Trust, in Amir’s words, is a kind of protective “moat” that can be built when vendors share data transparently, admit issues early and ship fixes fast. He sees customers repeatedly reinvesting with suppliers who behave this way, even when there have been bumps in the road.

The risk, he cautions, is that if the sector commoditises too far and too fast, it becomes harder to fund the real innovation and the service everyone needs.

Where PSPs and Converters Can Unlock Value – Today

Despite volatile conditions, Amir is upbeat about the opportunity that is presented to the industry. 

First, he argues, PSPs and converters need to have better conversations with their own customers.

“The simplest and best way to unlock value is still to sit down with your customer and ask enough questions to really understand their challenges,” he says. “Price is never the real answer on its own.”

Brand challenges revolve around growth and profit. Digital print can help deliver both: more targeted campaigns, faster iteration, smarter connected packaging and more resilient supply chains.
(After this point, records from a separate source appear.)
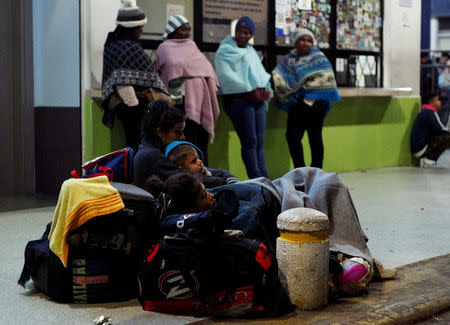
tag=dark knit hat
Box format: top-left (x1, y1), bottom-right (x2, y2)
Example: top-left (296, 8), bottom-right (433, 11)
top-left (234, 16), bottom-right (255, 35)
top-left (163, 15), bottom-right (189, 39)
top-left (116, 0), bottom-right (147, 28)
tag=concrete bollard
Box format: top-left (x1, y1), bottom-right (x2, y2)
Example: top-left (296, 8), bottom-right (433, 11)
top-left (277, 208), bottom-right (330, 310)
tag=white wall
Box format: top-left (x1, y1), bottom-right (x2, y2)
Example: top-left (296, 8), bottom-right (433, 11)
top-left (383, 0), bottom-right (421, 96)
top-left (82, 0), bottom-right (421, 96)
top-left (81, 0), bottom-right (120, 90)
top-left (33, 0), bottom-right (80, 107)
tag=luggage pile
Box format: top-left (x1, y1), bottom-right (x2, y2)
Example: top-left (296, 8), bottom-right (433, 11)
top-left (18, 151), bottom-right (291, 316)
top-left (19, 177), bottom-right (156, 303)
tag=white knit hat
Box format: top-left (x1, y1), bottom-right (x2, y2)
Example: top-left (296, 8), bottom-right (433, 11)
top-left (163, 15), bottom-right (189, 39)
top-left (293, 28), bottom-right (316, 44)
top-left (116, 0), bottom-right (147, 28)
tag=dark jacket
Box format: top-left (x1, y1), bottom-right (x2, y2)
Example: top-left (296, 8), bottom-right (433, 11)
top-left (411, 105), bottom-right (448, 154)
top-left (200, 167), bottom-right (239, 188)
top-left (133, 136), bottom-right (180, 189)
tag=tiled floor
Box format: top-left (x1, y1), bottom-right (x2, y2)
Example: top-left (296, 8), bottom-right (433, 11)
top-left (0, 167), bottom-right (450, 324)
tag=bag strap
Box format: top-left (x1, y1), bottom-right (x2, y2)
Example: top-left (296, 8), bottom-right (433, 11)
top-left (87, 166), bottom-right (114, 182)
top-left (70, 169), bottom-right (81, 178)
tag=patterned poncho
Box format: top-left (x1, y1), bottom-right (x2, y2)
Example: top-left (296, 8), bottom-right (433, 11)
top-left (102, 40), bottom-right (167, 102)
top-left (272, 47), bottom-right (341, 110)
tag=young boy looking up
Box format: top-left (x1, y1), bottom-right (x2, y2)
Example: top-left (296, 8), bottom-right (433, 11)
top-left (165, 141), bottom-right (239, 188)
top-left (411, 94), bottom-right (450, 166)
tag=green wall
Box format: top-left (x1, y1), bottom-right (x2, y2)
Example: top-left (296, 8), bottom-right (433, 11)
top-left (83, 97), bottom-right (420, 180)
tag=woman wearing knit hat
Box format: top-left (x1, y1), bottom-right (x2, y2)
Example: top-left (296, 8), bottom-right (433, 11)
top-left (214, 16), bottom-right (272, 178)
top-left (272, 28), bottom-right (340, 168)
top-left (155, 15), bottom-right (220, 165)
top-left (102, 0), bottom-right (167, 150)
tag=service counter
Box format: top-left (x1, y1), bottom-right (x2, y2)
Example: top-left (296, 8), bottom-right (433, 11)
top-left (82, 88), bottom-right (420, 180)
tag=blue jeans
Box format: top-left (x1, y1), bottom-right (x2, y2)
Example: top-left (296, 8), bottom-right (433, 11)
top-left (224, 98), bottom-right (267, 178)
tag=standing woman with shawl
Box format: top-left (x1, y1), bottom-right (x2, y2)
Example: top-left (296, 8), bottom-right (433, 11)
top-left (272, 28), bottom-right (340, 168)
top-left (214, 16), bottom-right (271, 178)
top-left (102, 0), bottom-right (168, 150)
top-left (155, 15), bottom-right (220, 165)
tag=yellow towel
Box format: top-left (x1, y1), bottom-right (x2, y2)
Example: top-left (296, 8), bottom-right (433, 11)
top-left (49, 176), bottom-right (124, 267)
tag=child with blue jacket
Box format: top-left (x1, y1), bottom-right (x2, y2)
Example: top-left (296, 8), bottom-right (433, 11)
top-left (165, 141), bottom-right (239, 188)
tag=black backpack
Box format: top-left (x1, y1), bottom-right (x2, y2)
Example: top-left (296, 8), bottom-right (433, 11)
top-left (138, 230), bottom-right (292, 316)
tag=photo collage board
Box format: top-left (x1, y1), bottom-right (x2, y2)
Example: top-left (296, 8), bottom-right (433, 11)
top-left (275, 0), bottom-right (382, 52)
top-left (336, 0), bottom-right (382, 52)
top-left (275, 0), bottom-right (331, 48)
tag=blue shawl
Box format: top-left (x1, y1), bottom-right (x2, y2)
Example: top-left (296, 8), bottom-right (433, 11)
top-left (272, 47), bottom-right (341, 110)
top-left (214, 36), bottom-right (271, 95)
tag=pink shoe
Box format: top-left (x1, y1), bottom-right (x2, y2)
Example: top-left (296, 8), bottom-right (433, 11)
top-left (338, 257), bottom-right (373, 295)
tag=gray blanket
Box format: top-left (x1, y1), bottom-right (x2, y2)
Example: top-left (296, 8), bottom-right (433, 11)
top-left (246, 167), bottom-right (373, 266)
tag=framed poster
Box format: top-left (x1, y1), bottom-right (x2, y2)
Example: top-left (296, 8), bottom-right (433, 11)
top-left (336, 0), bottom-right (382, 52)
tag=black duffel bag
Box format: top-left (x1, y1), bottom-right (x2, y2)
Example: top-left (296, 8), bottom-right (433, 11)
top-left (139, 231), bottom-right (292, 317)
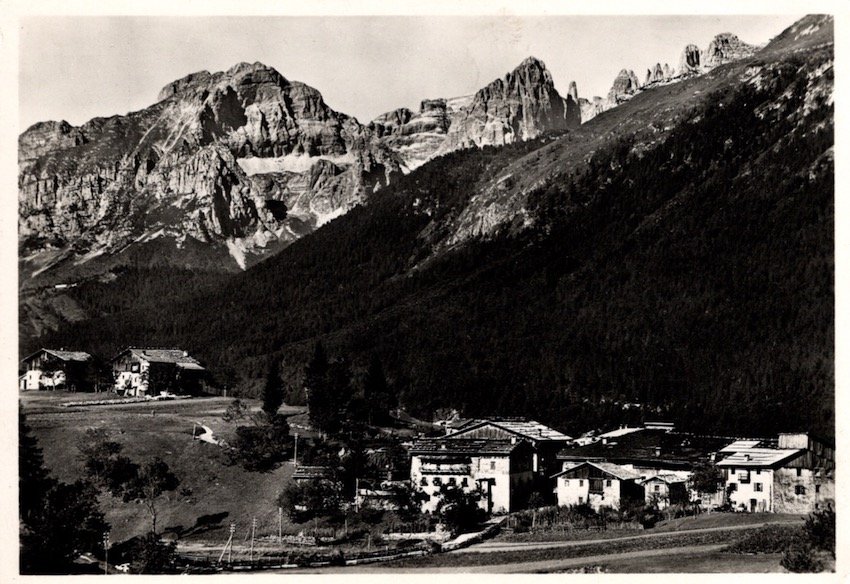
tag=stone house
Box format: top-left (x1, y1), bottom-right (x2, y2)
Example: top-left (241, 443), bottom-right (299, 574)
top-left (717, 433), bottom-right (835, 513)
top-left (640, 474), bottom-right (690, 509)
top-left (112, 347), bottom-right (207, 396)
top-left (18, 349), bottom-right (92, 391)
top-left (552, 461), bottom-right (644, 511)
top-left (410, 437), bottom-right (534, 513)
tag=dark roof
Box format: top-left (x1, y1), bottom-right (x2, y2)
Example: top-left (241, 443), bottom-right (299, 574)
top-left (22, 349), bottom-right (91, 362)
top-left (557, 430), bottom-right (729, 463)
top-left (410, 437), bottom-right (528, 455)
top-left (717, 448), bottom-right (805, 468)
top-left (292, 466), bottom-right (333, 480)
top-left (551, 460), bottom-right (640, 481)
top-left (448, 418), bottom-right (572, 442)
top-left (112, 347), bottom-right (203, 370)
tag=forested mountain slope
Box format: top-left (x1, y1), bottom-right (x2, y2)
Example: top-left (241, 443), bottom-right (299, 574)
top-left (32, 17), bottom-right (834, 435)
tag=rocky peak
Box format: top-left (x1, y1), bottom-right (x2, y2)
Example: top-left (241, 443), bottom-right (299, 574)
top-left (567, 81), bottom-right (578, 102)
top-left (703, 32), bottom-right (758, 68)
top-left (608, 69), bottom-right (640, 105)
top-left (679, 44), bottom-right (703, 75)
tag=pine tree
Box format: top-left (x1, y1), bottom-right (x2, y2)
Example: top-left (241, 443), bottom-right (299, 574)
top-left (263, 359), bottom-right (283, 416)
top-left (363, 355), bottom-right (396, 424)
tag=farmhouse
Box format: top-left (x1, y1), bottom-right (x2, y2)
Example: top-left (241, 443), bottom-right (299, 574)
top-left (717, 434), bottom-right (835, 513)
top-left (112, 347), bottom-right (206, 396)
top-left (19, 349), bottom-right (92, 391)
top-left (640, 474), bottom-right (690, 509)
top-left (552, 461), bottom-right (644, 511)
top-left (446, 418), bottom-right (572, 476)
top-left (410, 437), bottom-right (534, 513)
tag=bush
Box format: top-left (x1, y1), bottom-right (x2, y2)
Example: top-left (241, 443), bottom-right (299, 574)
top-left (803, 505), bottom-right (835, 558)
top-left (779, 543), bottom-right (823, 573)
top-left (726, 525), bottom-right (803, 554)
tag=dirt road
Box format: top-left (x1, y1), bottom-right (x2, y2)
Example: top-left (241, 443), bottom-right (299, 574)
top-left (448, 521), bottom-right (799, 554)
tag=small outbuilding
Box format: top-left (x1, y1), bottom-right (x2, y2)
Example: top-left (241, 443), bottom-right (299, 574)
top-left (552, 461), bottom-right (644, 511)
top-left (19, 349), bottom-right (92, 391)
top-left (112, 347), bottom-right (207, 396)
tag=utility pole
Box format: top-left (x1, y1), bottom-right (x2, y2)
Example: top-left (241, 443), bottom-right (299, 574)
top-left (250, 517), bottom-right (257, 564)
top-left (218, 523), bottom-right (236, 564)
top-left (103, 530), bottom-right (109, 575)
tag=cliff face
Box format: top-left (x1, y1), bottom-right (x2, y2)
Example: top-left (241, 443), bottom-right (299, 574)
top-left (18, 58), bottom-right (580, 275)
top-left (370, 57), bottom-right (582, 170)
top-left (18, 63), bottom-right (400, 273)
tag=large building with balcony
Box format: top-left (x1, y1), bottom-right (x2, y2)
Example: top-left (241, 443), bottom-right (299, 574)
top-left (410, 437), bottom-right (534, 513)
top-left (717, 434), bottom-right (835, 513)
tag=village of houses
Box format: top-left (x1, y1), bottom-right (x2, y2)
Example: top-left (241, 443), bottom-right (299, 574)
top-left (20, 348), bottom-right (835, 572)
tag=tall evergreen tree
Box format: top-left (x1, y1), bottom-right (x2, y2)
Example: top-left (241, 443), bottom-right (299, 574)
top-left (363, 355), bottom-right (398, 424)
top-left (263, 359), bottom-right (283, 416)
top-left (18, 409), bottom-right (56, 524)
top-left (18, 413), bottom-right (109, 574)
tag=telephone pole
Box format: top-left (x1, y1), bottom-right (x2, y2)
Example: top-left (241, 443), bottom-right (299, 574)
top-left (103, 530), bottom-right (109, 575)
top-left (250, 517), bottom-right (257, 564)
top-left (218, 523), bottom-right (236, 564)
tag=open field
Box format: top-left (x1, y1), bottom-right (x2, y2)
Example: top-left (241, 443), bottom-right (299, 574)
top-left (20, 392), bottom-right (303, 543)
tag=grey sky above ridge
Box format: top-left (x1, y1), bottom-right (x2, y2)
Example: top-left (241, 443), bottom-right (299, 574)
top-left (19, 14), bottom-right (802, 131)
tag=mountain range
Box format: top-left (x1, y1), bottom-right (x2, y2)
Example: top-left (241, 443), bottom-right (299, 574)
top-left (19, 16), bottom-right (834, 433)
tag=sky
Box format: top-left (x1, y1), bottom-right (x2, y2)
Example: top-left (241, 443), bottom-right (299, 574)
top-left (19, 14), bottom-right (802, 130)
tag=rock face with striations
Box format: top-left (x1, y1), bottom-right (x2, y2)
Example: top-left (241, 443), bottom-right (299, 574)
top-left (703, 32), bottom-right (758, 69)
top-left (369, 57), bottom-right (582, 170)
top-left (679, 45), bottom-right (703, 75)
top-left (18, 63), bottom-right (399, 272)
top-left (18, 58), bottom-right (581, 278)
top-left (608, 69), bottom-right (640, 107)
top-left (443, 57), bottom-right (581, 151)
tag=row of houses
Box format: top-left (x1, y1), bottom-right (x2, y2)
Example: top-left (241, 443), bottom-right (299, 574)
top-left (402, 418), bottom-right (835, 513)
top-left (18, 347), bottom-right (207, 396)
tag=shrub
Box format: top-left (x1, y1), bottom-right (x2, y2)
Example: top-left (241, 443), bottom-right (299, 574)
top-left (803, 505), bottom-right (835, 558)
top-left (779, 543), bottom-right (823, 573)
top-left (726, 525), bottom-right (802, 554)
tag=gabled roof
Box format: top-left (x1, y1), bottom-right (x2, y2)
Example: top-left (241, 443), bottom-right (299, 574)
top-left (22, 349), bottom-right (91, 362)
top-left (717, 448), bottom-right (805, 468)
top-left (446, 418), bottom-right (572, 442)
top-left (551, 460), bottom-right (640, 481)
top-left (718, 439), bottom-right (762, 452)
top-left (410, 436), bottom-right (528, 455)
top-left (640, 474), bottom-right (687, 485)
top-left (557, 428), bottom-right (729, 468)
top-left (112, 347), bottom-right (204, 371)
top-left (292, 466), bottom-right (333, 480)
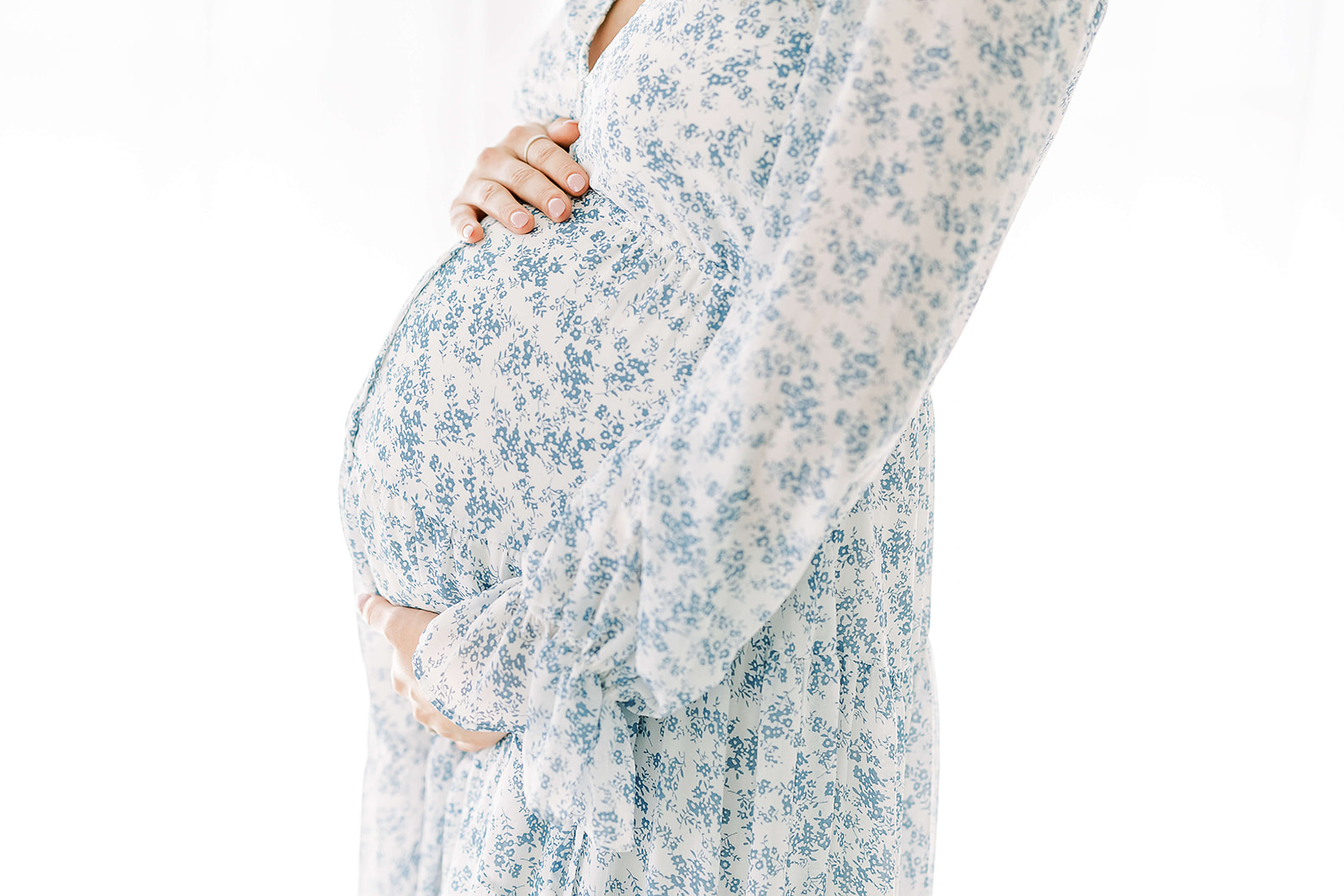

But you only uncover those opportunities if you’re prepared to move beyond a price-per-thousand mindset and dig into the real pain points.

Second, he points to what HP calls “non-stop digital print” by deploying automation, software, robotics and smarter scheduling to lift utilisation and cut waste.

“Some of the fastest wins hide in plain sight,” he explains. On HP PageWide, for example, simple rules-based ganging and smarter job patching on corrugated can add four to six points of utilisation with no new hardware, just by using the right software and processes.

It’s a reminder that not every improvement requires a brand-new printing press. Often, the biggest step change comes from better connecting what you already have.

Three Questions for 2026

Looking ahead, Amir suggests three questions every PSP and converter should be asking themselves as they plan for 2026:

  1. How resilient is my business model to shocks?
    Geopolitical, macroeconomic, regulatory - the last few years show there is no “normal”. Where might you be exposed, and how would you cope?

  2. Am I really leveraging AI, automation and cloud-based technology?
    Not in theory, but in day-to-day workflows. Where are you on that journey, and what’s your next concrete step?

  3. What unique value do we provide to our customers – and how deeply are we integrated with them?
    Do brands see you as a vital strategic growth partner? Are you helping your customers grow and protect margin, or are you just a line item in procurement? This naturally affects loyalty and customer retention. 

Answer those honestly and act on them, and Amir believes print businesses will be better placed for whatever 2026 throws at them. And as is often the case, even more important than technology, mindset is key. 

“Leadership needs to set the vision and the North Star,” he says. “You may diverge left and right and hit rocks along the way, but as long as you keep your eyes on the long-term goal, you’ll get there.”